I had just gone to see “Her,” the new Spike Jonze film about a man who falls in love with his artificially intelligent computer operating system. This might sound like the setup for a feel-good rom-com. It’s anything but. The barely futuristic metropolis in which the movie takes place could not be more lonesome — this is a future so devoid of personal authenticity that people hire companies to write their love letters for them.

It doesn’t take much to pick up on the symbolism: This is clearly Jonze’s take on the present day. The protagonist’s computerized love interest represents the gilded intimacy of technological society, and he himself embodies the loneliness of modern man — the absence of personal contact, as well as our transient faith in technology to fulfill our most personal human needs.

“Her” is not the only skeptical voice in the fold. In a recent interview with Conan O’Brien, comedian Aziz Ansari lamented the damage done to modern society by technology. Personal consideration, reliability and communication skills have waned. Dating has become fleeting and transient; everything is casual, nothing lasting longer than a Snapchat. For Ansari, dating is “like you’re a secretary … scheduling the dumbest shit with the flakiest people ever.”

Even before the industrial era, philosophers, artists and social critics expressed anxiety about the massive changes sweeping across Western society. Modernity has intrigued and frightened thinking people for the last two centuries, and the quest to make sense of modern times has given birth to sociology, phenomenology, existentialism and Prozac.

This angst resurfaced in the ’90s with political theorist Robert Putnam’s magnum opus, “Bowling Alone.” Putnam describes the collapse of meaningful social connectedness in the United States. Politics has become an industry, grassroots participation has dwindled and people are giving in to “the one activity — TV watching — that is most lethal to community involvement.”

From Rousseau to Putnam, from Marx and Heidegger to Ansari and Jonze, the diagnosis is the same: Technology and mass society are making our lives lonely, unhappy and empty.

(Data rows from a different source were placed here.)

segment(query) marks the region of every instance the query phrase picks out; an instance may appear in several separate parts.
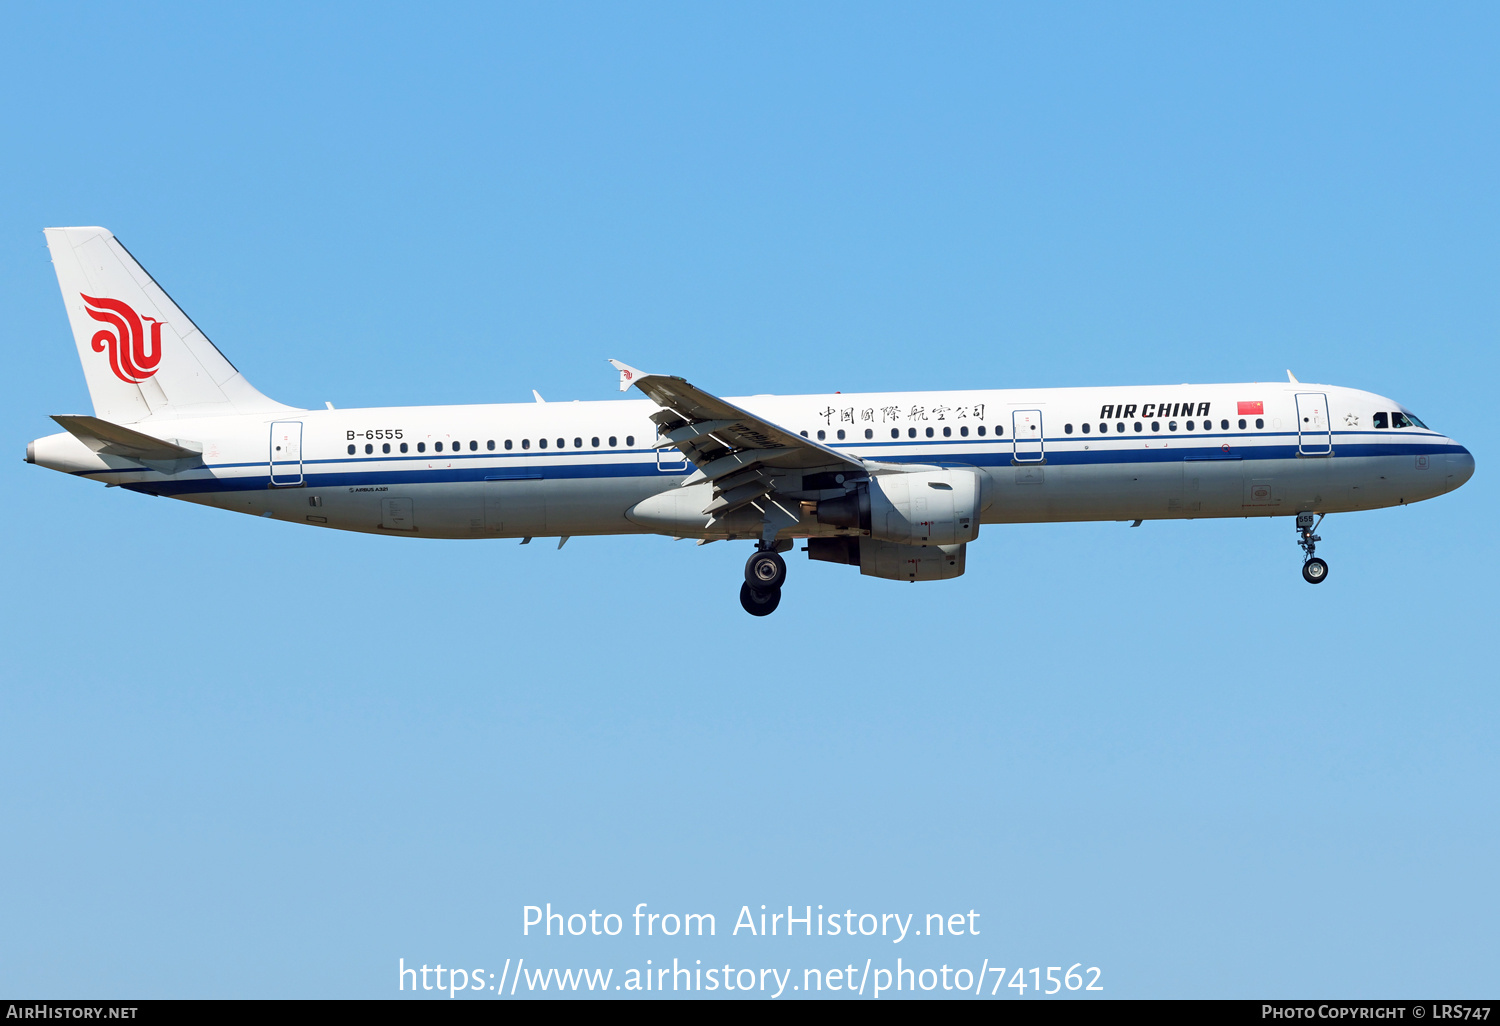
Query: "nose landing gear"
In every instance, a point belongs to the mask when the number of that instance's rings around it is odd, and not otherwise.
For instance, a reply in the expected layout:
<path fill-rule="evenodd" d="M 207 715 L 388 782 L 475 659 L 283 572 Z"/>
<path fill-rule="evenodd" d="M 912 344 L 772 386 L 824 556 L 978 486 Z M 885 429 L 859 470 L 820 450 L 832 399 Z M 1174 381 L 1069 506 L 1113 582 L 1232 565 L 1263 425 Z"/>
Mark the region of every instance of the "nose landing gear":
<path fill-rule="evenodd" d="M 1318 525 L 1323 522 L 1323 517 L 1327 514 L 1318 514 L 1316 520 L 1313 516 L 1312 513 L 1297 514 L 1297 544 L 1306 554 L 1302 562 L 1302 579 L 1308 584 L 1322 584 L 1328 580 L 1328 564 L 1313 555 L 1317 551 L 1318 542 L 1323 540 L 1313 532 L 1318 529 Z"/>
<path fill-rule="evenodd" d="M 781 604 L 781 586 L 785 583 L 786 560 L 774 548 L 757 545 L 745 561 L 740 605 L 751 616 L 769 616 Z"/>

Or do these forecasts of doom and despair — not to mention the finger-wagging of crotchety elders who still use dial-up — simply reflect fear of change? After all, being accused of not living up to our predecessors has become something of a rite of passage for each successive generation. Yet, thanks to the web, old friends are now easy to stay in touch with, and with online dating on the rise, your soul mate might be only a friend request away. Technology has given us the freedom to express ourselves more creatively and publicly than ever before.

Unfortunately, recent studies suggest that happiness is actually inversely correlated with the amount of time one spends on Facebook. For all our reaching out, it appears that the attempt to lose ourselves in a sea of tagged photos has only rendered our experience of the world less authentic. We have never been more connected, and we have never been more alone.

The geezers are right about one thing: It’s a brave new world. And mass media is starting to taste like soma.

Every day, Penn students pass the Love statue on their way to class. It’s a flashy fixture that sits in place for all to ignore, a symbol of something intangible and elusive. It might have been adored were it here in the ’60s, but on a campus constantly scrambling to the next interview — to the next distraction — it is almost a cliche, something to be Instagrammed.

That statue’s the closest thing we Penn students have to a reminder to put down our smart phones and reach out to one another through the crowds of University City — lest we become prisoners of our own devices.